Die Musik ist der Vorspann, man sieht alle Musikernamen des Festivals, das Jimmy Giuffre Trio sieht man ab 01:55 Min. Erst am Ende sieht man alle drei. (04:32 - im modernen Columbo-Outfit).
Typische amerikanische Avantgardekameraführung.
Ich will mit "Train and the River" zeigen, was bislang Jimmy Giuffre für mich war. Etwas Älteres. Vielleicht etwas "Richtung langweiligeres". Aufjedenfall kein Archie Shepp, oder John Coltrane oder sowas. Sagen wir mal, nicht sowas aufregendes.
Jimmy Giuffre Trio / The train and the river (1958 - 04:40)
Nun zum Lied, das mir Joachim-Ernst Berendt damals im Radio vorstellte ...
Whow, was ist das denn...Elektronische Tupfer, E-Bass, Drums, Eine ruhige, faszinierende Melodie,
ein geschmacksvolles Arrangement. Und miteinander Spielen. Ich dachte damals, ein abgeklärtes Alterswerk, einfach saugut gemacht. Das merke ich mir und werde es suchen. Es gibt viele, die dann mal auch mit Elekronics daherkommen, und es passt einfach nicht. Hier war es, trotz Modernität, zeitlos. Die Klarinette von Giuffre wirkte nicht mehr wie ein Holzblasinstrument. Es wirkte wie ein gelungener Teil eines Synthesizers. Das bisher bewährte in einer neueren, besseren Verpackung. Zawinul und Hancock hätten ihre Freude daran.
Dies Lied von dem "renommierten Alten" hat mich vom ersten Ton an fasziniert. Und nicht mehr losgelassen.
Hier ist es :
Jimmy Giuffre, flute, bass flute, soprano, tenor sax, clarinet; Pete Levin, Rhodes electric piano, Oberheim synthesizer, Moog synthesizer; Bob Nieske, electric bass; Randy Kaye, percussion, marimba.
Zusammenfassung :
Waren es damals die Anfangspassagen, die mich faszinierten, ist es heute alles. Die ruhige Time.
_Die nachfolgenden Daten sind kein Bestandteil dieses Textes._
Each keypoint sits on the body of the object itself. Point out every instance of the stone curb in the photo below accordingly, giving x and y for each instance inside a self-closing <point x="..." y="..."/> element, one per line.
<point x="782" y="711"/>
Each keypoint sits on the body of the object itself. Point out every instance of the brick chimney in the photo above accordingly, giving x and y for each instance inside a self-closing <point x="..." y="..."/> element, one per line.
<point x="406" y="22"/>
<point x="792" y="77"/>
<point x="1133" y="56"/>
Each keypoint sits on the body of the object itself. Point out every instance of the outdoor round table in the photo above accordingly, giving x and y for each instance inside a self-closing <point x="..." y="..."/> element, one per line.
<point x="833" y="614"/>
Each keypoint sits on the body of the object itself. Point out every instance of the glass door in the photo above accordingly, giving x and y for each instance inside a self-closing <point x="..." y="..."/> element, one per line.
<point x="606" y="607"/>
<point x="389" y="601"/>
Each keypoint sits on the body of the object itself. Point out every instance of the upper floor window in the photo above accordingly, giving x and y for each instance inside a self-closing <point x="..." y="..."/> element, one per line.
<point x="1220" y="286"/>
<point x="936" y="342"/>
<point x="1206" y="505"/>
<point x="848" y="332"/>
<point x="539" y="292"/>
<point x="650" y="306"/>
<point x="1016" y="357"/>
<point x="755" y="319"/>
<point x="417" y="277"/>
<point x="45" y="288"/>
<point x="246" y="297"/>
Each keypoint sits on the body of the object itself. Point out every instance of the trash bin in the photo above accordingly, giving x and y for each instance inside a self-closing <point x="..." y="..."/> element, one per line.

Die Solis aller. Mir hat mal einer gesagt, am Schwersten sei es, ein Stück in langsamen Tempo zu spielen. Diese Leute hier können es meisterhaft. Schnell huddle kann jeder.
War bisher für mich der Song mit interessantem elektronischen Opening assoziiert, so höre ich heuer,
den Blues. Das Stück ist ja voller Blues, total cool !!
Gefunden hab ich das Lied, durch ein Zusammenspiel einer Diskographierecherche mit Abklappern auf YouTube. Das Album "Dragonfly", auf gut Deutsch : "Großlibelle". Gibt es noch nicht lange auf YouTube.
Beim ausgewählten Reinhören von "Cool" hatte ich einen Volltreffer. Ich muss sagen, die anderen Songs aus der Epoche, ... die kommen an "Cool" nicht ran.
Wenn man das Lied "Cool", von Giuffre, googelt, da kommt auch nix. Es scheint niemand zu kennen. Bei den Suchergebnissen kommt nur anderes Cooles zum Vorschein.
Nun denn, wir wissen jetzt, was es bedeutet.
1983 gehört im Radio.
2023 gehört auf YouTube.
ENDE
PS : Mir ist da eine gewisse Ähnlichkeit aufgefallen. Also wenn ich "Cool" im Kopf abspielen lasse, dann erinnert mich das irgendwie an noch einen anderen Song. Es hat 2 Tage gedauert, bis ich herausfand, dass die andere Melodie "Blue Monk" ist. Ich bin die ganze Jazzhistorie durch. Ich will nicht sagen, da hat einer vom anderen abgekupfert, nein. Ich will sagen, da sind 2 Songs entstanden, von Brüdern im Geiste.